This post has been imported from my previous blog. I did my best to parse XML properly, but it might have some errors.
If you find one, send a Pull Request.
Are you in a team trying to convince a database administrator to use event sourcing? Are you a DBA that is being convinced? Or maybe it’s you and a person that does not want to change the relational point of view. In any case, read forward.
That’s the argument you should start with. You can drop every single table and your database will be just right. Why is that? There’s a recovery option. If you don’t run your database with some silly settings, you can just recover all the tables with all the data. Alright, but where do I recover from? What’s the source of truth if I don’t have tables.
The tables are just a cache. All the data are stored in the transaction file log. Yes, the file that is always to big. If all the data are in there, can it be queried somehow?
SELECT * FROM fn_dblog(null, null)
That’s the query using an undocumented SQL Server function. It simply reads a database log file and displays it as a nicely formatted table like this:
Take a look at the operation column now. What can you see?

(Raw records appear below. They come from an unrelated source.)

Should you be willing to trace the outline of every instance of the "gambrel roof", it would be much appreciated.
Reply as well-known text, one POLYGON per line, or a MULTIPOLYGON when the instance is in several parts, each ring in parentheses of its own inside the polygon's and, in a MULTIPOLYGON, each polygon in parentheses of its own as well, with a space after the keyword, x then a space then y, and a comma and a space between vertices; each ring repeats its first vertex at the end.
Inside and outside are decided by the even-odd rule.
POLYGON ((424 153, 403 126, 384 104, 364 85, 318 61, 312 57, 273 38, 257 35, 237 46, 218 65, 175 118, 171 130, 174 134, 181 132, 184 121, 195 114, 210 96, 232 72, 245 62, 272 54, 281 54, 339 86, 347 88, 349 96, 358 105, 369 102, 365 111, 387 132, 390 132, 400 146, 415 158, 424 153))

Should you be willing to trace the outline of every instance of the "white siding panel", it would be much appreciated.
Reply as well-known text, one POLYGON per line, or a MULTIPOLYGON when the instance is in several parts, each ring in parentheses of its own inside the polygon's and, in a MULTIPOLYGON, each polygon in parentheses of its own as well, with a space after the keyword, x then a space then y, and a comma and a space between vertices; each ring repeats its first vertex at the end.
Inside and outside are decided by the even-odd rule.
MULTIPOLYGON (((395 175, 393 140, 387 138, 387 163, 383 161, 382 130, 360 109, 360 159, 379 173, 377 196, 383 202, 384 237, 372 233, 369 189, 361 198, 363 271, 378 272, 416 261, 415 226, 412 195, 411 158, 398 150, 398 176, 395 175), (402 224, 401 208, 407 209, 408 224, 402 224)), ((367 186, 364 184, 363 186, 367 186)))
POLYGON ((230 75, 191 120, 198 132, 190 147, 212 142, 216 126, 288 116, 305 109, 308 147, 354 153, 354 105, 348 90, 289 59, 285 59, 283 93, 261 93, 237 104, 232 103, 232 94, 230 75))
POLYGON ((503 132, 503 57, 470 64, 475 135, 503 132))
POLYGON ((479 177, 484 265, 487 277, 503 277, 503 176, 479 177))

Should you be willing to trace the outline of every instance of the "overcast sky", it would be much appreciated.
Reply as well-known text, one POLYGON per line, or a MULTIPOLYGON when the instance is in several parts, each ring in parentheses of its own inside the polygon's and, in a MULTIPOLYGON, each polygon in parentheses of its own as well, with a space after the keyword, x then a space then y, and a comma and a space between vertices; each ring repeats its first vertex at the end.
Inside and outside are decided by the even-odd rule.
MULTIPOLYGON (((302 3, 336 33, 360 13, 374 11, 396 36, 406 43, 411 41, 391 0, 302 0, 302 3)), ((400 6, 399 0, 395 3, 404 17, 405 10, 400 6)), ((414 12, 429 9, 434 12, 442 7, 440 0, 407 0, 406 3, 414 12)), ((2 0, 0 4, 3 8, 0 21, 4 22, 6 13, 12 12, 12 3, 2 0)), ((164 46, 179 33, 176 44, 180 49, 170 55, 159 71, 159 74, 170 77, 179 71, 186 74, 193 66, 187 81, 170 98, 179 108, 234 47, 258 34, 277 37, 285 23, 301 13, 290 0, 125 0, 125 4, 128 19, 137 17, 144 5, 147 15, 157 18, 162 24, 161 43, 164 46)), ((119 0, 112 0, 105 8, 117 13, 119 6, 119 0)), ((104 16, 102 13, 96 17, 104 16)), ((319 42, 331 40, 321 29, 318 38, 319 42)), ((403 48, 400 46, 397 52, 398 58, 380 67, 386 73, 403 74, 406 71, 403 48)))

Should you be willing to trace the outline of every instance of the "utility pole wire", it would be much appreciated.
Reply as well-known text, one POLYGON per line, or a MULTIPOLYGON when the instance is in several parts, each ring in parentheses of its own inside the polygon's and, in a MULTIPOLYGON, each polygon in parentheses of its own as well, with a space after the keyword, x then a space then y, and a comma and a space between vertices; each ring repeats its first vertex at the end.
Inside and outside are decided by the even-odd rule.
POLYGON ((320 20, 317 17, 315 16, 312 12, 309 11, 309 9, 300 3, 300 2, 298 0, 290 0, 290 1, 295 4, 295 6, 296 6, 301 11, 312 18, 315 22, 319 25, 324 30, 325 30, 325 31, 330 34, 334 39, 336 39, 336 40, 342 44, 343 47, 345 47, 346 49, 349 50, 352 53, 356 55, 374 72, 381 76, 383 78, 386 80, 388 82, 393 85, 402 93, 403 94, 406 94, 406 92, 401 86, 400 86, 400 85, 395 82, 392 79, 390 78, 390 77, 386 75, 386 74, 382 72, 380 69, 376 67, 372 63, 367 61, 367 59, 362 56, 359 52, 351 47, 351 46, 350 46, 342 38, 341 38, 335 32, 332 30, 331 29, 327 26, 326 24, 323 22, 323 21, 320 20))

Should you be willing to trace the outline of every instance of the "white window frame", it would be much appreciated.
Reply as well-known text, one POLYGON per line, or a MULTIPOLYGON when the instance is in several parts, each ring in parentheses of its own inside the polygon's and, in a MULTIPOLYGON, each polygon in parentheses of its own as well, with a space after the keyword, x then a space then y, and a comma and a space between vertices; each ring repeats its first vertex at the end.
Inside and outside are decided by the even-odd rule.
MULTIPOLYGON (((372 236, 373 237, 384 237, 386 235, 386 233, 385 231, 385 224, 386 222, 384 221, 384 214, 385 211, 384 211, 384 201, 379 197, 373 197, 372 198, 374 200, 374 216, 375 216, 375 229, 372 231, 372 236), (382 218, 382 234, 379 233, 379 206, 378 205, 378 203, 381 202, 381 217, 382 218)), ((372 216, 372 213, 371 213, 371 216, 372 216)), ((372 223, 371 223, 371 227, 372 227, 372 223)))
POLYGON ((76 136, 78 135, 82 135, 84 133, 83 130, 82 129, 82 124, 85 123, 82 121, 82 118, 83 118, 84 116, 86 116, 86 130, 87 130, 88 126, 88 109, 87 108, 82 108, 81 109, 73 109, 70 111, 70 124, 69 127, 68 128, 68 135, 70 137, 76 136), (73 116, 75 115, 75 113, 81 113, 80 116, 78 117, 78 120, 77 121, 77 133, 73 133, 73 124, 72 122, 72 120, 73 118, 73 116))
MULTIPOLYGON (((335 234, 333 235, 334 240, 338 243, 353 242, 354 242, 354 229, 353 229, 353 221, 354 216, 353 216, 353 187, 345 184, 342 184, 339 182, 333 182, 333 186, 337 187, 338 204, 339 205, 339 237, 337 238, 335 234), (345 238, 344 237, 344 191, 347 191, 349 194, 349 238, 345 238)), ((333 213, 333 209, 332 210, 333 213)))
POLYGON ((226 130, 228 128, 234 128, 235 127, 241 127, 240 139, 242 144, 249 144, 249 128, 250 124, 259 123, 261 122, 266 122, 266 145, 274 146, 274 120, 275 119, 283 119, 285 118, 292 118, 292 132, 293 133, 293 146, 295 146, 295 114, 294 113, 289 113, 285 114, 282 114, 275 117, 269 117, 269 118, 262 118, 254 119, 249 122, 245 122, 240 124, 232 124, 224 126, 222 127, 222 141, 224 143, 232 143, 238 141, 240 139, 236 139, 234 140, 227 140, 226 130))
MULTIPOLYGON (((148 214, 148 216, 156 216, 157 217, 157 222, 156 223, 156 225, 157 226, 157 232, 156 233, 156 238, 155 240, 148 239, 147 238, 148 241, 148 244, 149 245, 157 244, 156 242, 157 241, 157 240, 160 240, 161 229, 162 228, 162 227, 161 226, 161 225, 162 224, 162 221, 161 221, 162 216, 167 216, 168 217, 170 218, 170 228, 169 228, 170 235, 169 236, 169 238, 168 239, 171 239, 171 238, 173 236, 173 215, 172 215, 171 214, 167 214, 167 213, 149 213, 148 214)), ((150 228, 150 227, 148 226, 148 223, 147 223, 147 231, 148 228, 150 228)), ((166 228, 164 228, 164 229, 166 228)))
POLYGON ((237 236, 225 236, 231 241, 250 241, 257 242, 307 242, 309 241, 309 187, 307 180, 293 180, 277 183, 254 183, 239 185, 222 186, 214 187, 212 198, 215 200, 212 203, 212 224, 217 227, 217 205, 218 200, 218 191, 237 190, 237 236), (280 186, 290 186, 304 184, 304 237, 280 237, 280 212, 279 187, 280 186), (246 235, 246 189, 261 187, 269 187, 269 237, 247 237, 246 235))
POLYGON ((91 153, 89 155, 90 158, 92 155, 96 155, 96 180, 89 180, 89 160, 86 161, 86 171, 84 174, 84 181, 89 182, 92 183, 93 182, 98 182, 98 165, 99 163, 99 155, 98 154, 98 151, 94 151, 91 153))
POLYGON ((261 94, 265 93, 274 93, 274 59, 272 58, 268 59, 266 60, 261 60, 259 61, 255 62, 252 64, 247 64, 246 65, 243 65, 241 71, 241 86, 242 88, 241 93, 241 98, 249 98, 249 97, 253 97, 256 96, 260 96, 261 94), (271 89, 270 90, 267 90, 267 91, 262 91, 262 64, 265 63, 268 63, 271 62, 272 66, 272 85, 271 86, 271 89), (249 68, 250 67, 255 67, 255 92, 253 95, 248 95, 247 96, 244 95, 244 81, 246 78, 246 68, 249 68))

What are these? That’s right. That’s every single change that has been applied to this database so far. If you spent enough of time with these data, you’d be able to decode payloads or changes applied to the database in every single event. Having this said, it looks like the database itself is built with an append only store that saves all the changes done to the db.
Event sourcing does exactly the same. Instead of using database terms and names of operations, it incorporates the business language, so that you won’t find LOP_MODIFY_COLUMNS with a payload that needs to be parsed, but rather an event with an explicit business related name appended to a store. Or to a log, if you want it call it this way. Of course there’s a cost of making tables out of it once again, but it pays back by pushing the business understanding and meaning much deeper into the system and bringing the business, closer to the system.
At the end these tables will be needed as well to query something. They won’t be treated as a source of truth, they are just a cache anyway, right? The truth is in the log.